YUMA, Ariz. – It is common to hear of farmers using insecticides to thwart off harmful bugs, but the U.S. Department of Agriculture has come up with another solution — wasps. A bug called the Asian Citrus Psyllid was discovered in San Luis back in 2009. Since then, its population has slowly grown, raising concern over a disease it’s known to carry. That’s why the USDA is now releasing another insect to eradicate it.
The University Of Arizona in Yuma has a screened in facility that is the first of its kind in the state. Citrus specialist Doctor Gene Wright says all trees inside of it are certified disease free.
“If the disease arrives in Arizona, the nursery men need a source of clean bud wood, so they can make trees that are clean from the disease,” he said.
The disease these screens protect the plants from — citrus greening, a bacteria known to be carried by the Asian Citrus Psyllid.
“We don’t have the disease yet here in Arizona, but we do have the insect. What we want to do is get rid of the insect so we don’t have a problem with the disease,” Dr.
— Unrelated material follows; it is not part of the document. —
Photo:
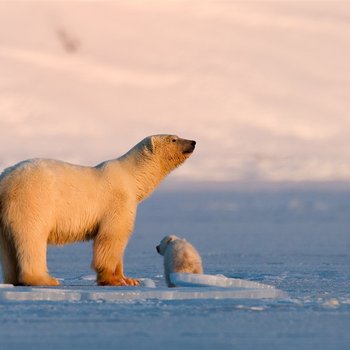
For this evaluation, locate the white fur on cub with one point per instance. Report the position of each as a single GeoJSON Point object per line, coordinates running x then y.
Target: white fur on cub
{"type": "Point", "coordinates": [179, 256]}
{"type": "Point", "coordinates": [52, 202]}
Wright explained.
The solution — a wasp smaller than a grain of sand, originally from Pakistan. The wasps cannot sting and are harmless to humans. It kills off the insect, eliminating the chance of a disease outbreak. Gregory Simmons with the USDA says they are meant to control the insect population within residential areas.
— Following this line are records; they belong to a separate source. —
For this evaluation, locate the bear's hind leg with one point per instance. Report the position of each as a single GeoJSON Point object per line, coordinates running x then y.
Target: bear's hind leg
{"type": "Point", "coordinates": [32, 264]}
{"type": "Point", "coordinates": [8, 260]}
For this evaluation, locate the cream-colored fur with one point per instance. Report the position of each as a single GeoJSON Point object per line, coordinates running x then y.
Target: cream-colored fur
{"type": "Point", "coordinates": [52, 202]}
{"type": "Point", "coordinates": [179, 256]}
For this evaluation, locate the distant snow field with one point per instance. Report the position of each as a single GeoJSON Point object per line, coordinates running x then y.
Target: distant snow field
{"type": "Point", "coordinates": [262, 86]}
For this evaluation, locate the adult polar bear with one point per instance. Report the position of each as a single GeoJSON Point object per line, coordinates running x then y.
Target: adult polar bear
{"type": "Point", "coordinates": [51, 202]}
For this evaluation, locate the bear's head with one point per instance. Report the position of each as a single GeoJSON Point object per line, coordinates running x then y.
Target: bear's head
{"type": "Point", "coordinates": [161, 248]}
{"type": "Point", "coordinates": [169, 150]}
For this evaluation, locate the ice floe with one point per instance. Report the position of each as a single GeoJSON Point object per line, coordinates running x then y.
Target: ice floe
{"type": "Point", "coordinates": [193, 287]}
“We’ve been releasing in California for a couple years now, also in Texas and Florida. Internationally there are programs in Mexico and brazil,” Simmons said.
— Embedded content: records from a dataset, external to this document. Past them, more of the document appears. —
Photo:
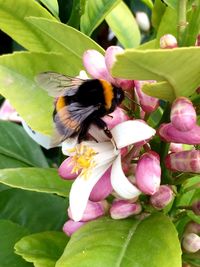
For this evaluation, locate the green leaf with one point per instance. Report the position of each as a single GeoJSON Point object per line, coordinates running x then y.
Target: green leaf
{"type": "Point", "coordinates": [125, 243]}
{"type": "Point", "coordinates": [43, 249]}
{"type": "Point", "coordinates": [168, 24]}
{"type": "Point", "coordinates": [127, 32]}
{"type": "Point", "coordinates": [35, 211]}
{"type": "Point", "coordinates": [12, 14]}
{"type": "Point", "coordinates": [52, 6]}
{"type": "Point", "coordinates": [193, 27]}
{"type": "Point", "coordinates": [163, 65]}
{"type": "Point", "coordinates": [149, 3]}
{"type": "Point", "coordinates": [157, 13]}
{"type": "Point", "coordinates": [10, 233]}
{"type": "Point", "coordinates": [17, 147]}
{"type": "Point", "coordinates": [36, 179]}
{"type": "Point", "coordinates": [95, 13]}
{"type": "Point", "coordinates": [17, 74]}
{"type": "Point", "coordinates": [64, 39]}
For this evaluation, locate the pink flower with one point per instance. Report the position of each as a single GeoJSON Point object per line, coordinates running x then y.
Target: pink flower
{"type": "Point", "coordinates": [168, 41]}
{"type": "Point", "coordinates": [148, 103]}
{"type": "Point", "coordinates": [169, 134]}
{"type": "Point", "coordinates": [162, 197]}
{"type": "Point", "coordinates": [148, 173]}
{"type": "Point", "coordinates": [191, 242]}
{"type": "Point", "coordinates": [184, 161]}
{"type": "Point", "coordinates": [121, 209]}
{"type": "Point", "coordinates": [92, 211]}
{"type": "Point", "coordinates": [183, 115]}
{"type": "Point", "coordinates": [99, 67]}
{"type": "Point", "coordinates": [102, 188]}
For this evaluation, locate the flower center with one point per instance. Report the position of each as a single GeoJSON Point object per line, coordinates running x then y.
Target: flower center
{"type": "Point", "coordinates": [83, 160]}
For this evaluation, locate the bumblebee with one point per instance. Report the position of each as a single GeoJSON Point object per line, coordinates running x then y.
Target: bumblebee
{"type": "Point", "coordinates": [79, 103]}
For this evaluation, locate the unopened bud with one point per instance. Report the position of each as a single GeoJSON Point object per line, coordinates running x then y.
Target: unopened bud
{"type": "Point", "coordinates": [93, 210]}
{"type": "Point", "coordinates": [169, 133]}
{"type": "Point", "coordinates": [162, 197]}
{"type": "Point", "coordinates": [183, 115]}
{"type": "Point", "coordinates": [148, 173]}
{"type": "Point", "coordinates": [168, 41]}
{"type": "Point", "coordinates": [191, 242]}
{"type": "Point", "coordinates": [184, 161]}
{"type": "Point", "coordinates": [121, 209]}
{"type": "Point", "coordinates": [102, 188]}
{"type": "Point", "coordinates": [148, 103]}
{"type": "Point", "coordinates": [71, 226]}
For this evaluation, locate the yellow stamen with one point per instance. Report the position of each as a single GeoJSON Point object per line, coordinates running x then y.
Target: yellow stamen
{"type": "Point", "coordinates": [83, 160]}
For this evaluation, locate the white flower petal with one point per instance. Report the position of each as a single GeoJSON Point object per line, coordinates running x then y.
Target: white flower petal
{"type": "Point", "coordinates": [130, 132]}
{"type": "Point", "coordinates": [120, 183]}
{"type": "Point", "coordinates": [81, 189]}
{"type": "Point", "coordinates": [68, 144]}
In 2013, the USDA began releasing them in Yuma County. Dr. Wright says the disease has devastated the citrus industry in other states.
“It’s in every citrus grove in Florida. It’s in almost every citrus grove in Texas. If the disease were to get in here, we could potentially lose the entire citrus industry in the state of Arizona.”
Dr. Wright added researchers are also studying ways to modify citrus trees to be resistant to the bacteria.